The con ended with the closing ceremony and round-up of upcoming events, at which it was announced that after many years of chairing Janet is stepping down, with Raissa chairing alone for next year, which will be Octocon’s 30th anniversary. I then had to return home to attend to the needs of my cat, who had made a surprise appearance in The Observant Octopus. She is still basking in her new-found fame and has completely lost the run of herself.

image sources:

Woman with great hair fleeing gothic house (The Pulp Librarian, Twitter)

Pounded by the Pound (Goodreads)

Helpful Cat

Theatre: “Gym Swim Party”

I do not go to the theatre as much as I ought to, but recently I found myself attending a performance of this play in the O’Reilly Theatre, which was being staged as part of the Dublin Fringe Festival. Gym Swim Party was co-written by Danielle Galligan and Gavin Kostick (my old friend and quaffing partner) and co-directed by Eddie Kay, Megan Kennedy & Louise Lowe.

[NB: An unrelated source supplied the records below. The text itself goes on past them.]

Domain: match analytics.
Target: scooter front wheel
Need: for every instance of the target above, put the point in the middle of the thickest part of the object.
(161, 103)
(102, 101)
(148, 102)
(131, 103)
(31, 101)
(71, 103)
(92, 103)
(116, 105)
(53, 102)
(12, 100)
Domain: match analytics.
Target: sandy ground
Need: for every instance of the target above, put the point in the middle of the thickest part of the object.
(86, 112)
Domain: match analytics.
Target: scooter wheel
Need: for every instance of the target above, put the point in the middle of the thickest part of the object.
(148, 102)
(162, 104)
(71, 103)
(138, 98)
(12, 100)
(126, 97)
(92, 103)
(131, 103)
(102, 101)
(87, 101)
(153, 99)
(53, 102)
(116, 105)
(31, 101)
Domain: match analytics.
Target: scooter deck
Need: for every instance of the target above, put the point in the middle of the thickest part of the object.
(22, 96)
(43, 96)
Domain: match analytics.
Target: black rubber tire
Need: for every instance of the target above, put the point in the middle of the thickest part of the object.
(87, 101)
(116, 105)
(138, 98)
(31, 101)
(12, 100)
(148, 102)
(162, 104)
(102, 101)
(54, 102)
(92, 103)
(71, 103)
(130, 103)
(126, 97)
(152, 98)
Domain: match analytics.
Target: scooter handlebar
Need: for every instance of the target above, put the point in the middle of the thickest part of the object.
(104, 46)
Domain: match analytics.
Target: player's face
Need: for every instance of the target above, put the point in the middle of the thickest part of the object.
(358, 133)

That is a lot of co-directors and I think it might be testament to the kind of show it was, as the production interspersed the more usual actor dialogue stuff with movement and dance elements. The initial premise of the piece was that two rival gym chains were locked in a battle for supremacy over Dublin’s fitness scene and had decided to settle things once and for all in a fit-off that saw their instructors compete in a variety of activities. This part was the least play-like and did feel a bit like you were watching an actual dance-off (partly thanks to the pumping music of a kind that I understand to be played in gyms (a class of establishment I do not frequent)) only with people doing step aerobics rather than dance as such. This bit was great, all high energy and basically fun-to-watch buff people do physical stuff.

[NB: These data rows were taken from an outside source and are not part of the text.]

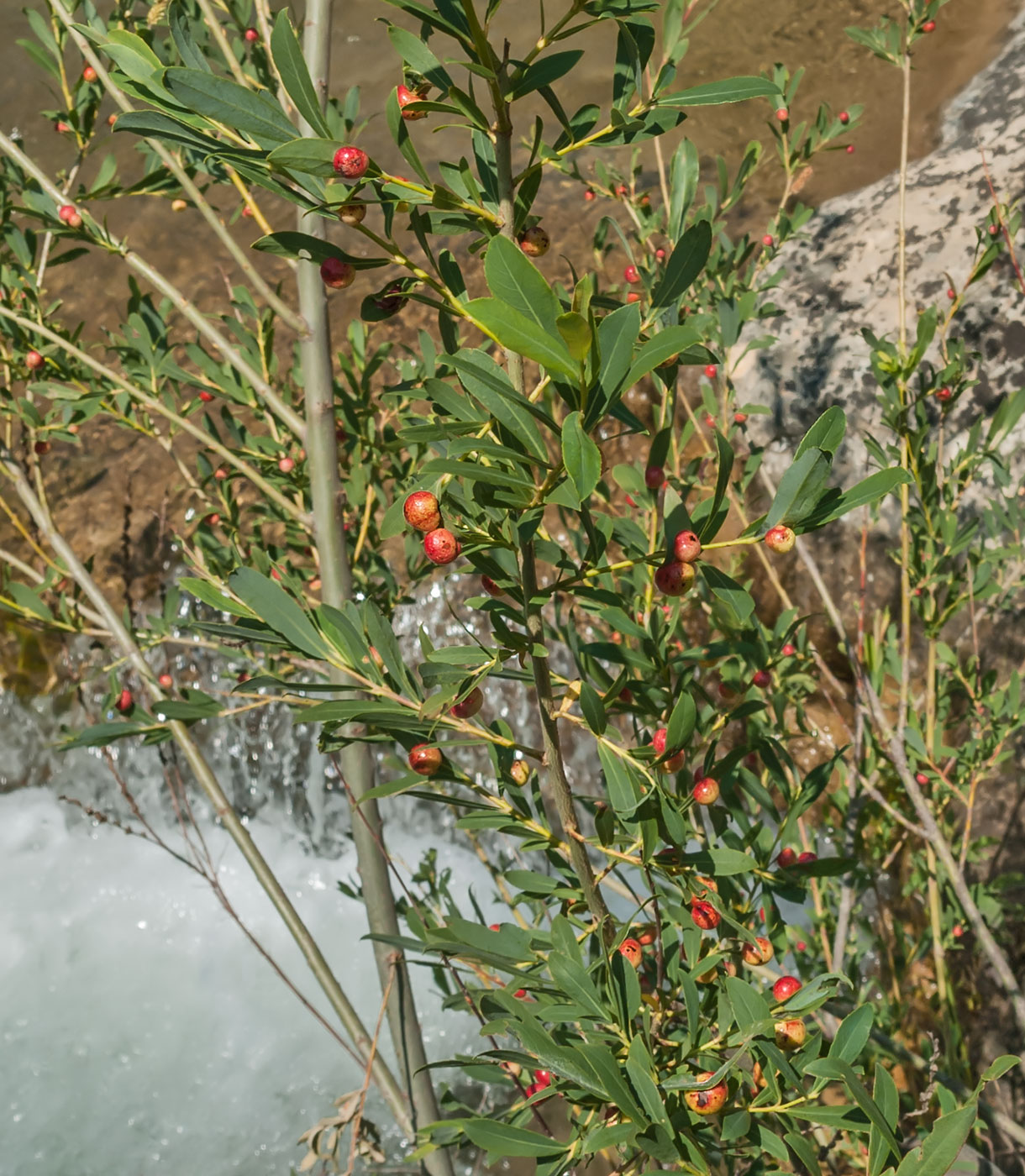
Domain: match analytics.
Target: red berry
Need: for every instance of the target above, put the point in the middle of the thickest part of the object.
(440, 546)
(405, 96)
(351, 162)
(707, 790)
(425, 760)
(686, 547)
(781, 538)
(784, 988)
(470, 705)
(707, 1102)
(423, 512)
(673, 579)
(352, 213)
(631, 952)
(704, 915)
(337, 273)
(534, 241)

I was thinking initially that maybe the whole show would be the contest, which could have been fun but maybe difficult to sustain (also sweaty for the actors), but one of the chains eventually crushed the other, absorbing their business and leaving its gym instructors to beg for new jobs with the victors. At this point audience members with a classical education were beginning to twig that there was some kind of Trojan War referencing going on, both in the names of the characters and the losing company being called Trojan Gyms. And in fact as the post-face-off part of the show unfolds it becomes apparent that this basically an adaptation of Agamemnon by Aeschylus. You will recall that this is the one about Agamemnon returning home from the Trojan War with new concubine Cassandra (spoils of war) only to be murdered in the bath by his wife Clytemnestra and her lover (thereby fulfilling a prophecy that he would die neither on land or at sea). In this one Aggie and Cass (still some kind of weird prophet) have fallen in love; he plans to divorce his wife Clem (played by Danielle Galligan) to be with her, but he meets his doom in the jacuzzi.

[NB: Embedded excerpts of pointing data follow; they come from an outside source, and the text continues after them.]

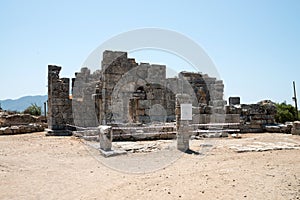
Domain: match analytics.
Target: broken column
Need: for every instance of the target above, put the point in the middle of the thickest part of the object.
(105, 137)
(183, 117)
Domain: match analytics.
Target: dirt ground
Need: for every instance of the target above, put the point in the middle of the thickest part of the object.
(33, 166)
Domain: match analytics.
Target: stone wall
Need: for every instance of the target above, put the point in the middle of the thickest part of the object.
(253, 117)
(83, 102)
(124, 91)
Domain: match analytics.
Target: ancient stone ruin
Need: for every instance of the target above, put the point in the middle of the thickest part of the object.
(139, 101)
(124, 91)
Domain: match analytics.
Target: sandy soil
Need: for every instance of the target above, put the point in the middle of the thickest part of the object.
(33, 166)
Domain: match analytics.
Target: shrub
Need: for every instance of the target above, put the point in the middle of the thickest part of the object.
(285, 113)
(33, 109)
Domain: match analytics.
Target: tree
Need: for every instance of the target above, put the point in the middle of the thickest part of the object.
(285, 113)
(33, 109)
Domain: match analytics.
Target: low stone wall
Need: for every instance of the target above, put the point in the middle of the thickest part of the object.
(19, 119)
(296, 128)
(21, 129)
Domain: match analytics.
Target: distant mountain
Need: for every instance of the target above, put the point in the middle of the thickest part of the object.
(22, 103)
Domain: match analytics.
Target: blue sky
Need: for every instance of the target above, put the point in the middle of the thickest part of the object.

Now, you may ask, does the world need more retellings of Greek myths? My own view is that they are great stories and they are worth recycling. This production is to be saluted for setting it in the present day but not trying to make it Relevant – there is no suggestion that the Trojan War is a metaphor for Brexit or that Aggie is an analogue of Donald Trump or that the whole point of the thing is to Make Us Think about some contemporary issue. There are maybe some problems around the edges, like the way it goes for the resolutely kitchen sink setting but then retains the mythic idea of Cass as a seer thanks to an encounter with the Sun God. They also made no attempt to shoehorn the Trojan Horse into the story and I was struck by how Helen does not appear and is only alluded to obliquely when Clem mentions being the less attractive sister. Frankly though the energetic exuberance of the production had me thinking that it would be churlish to quibble.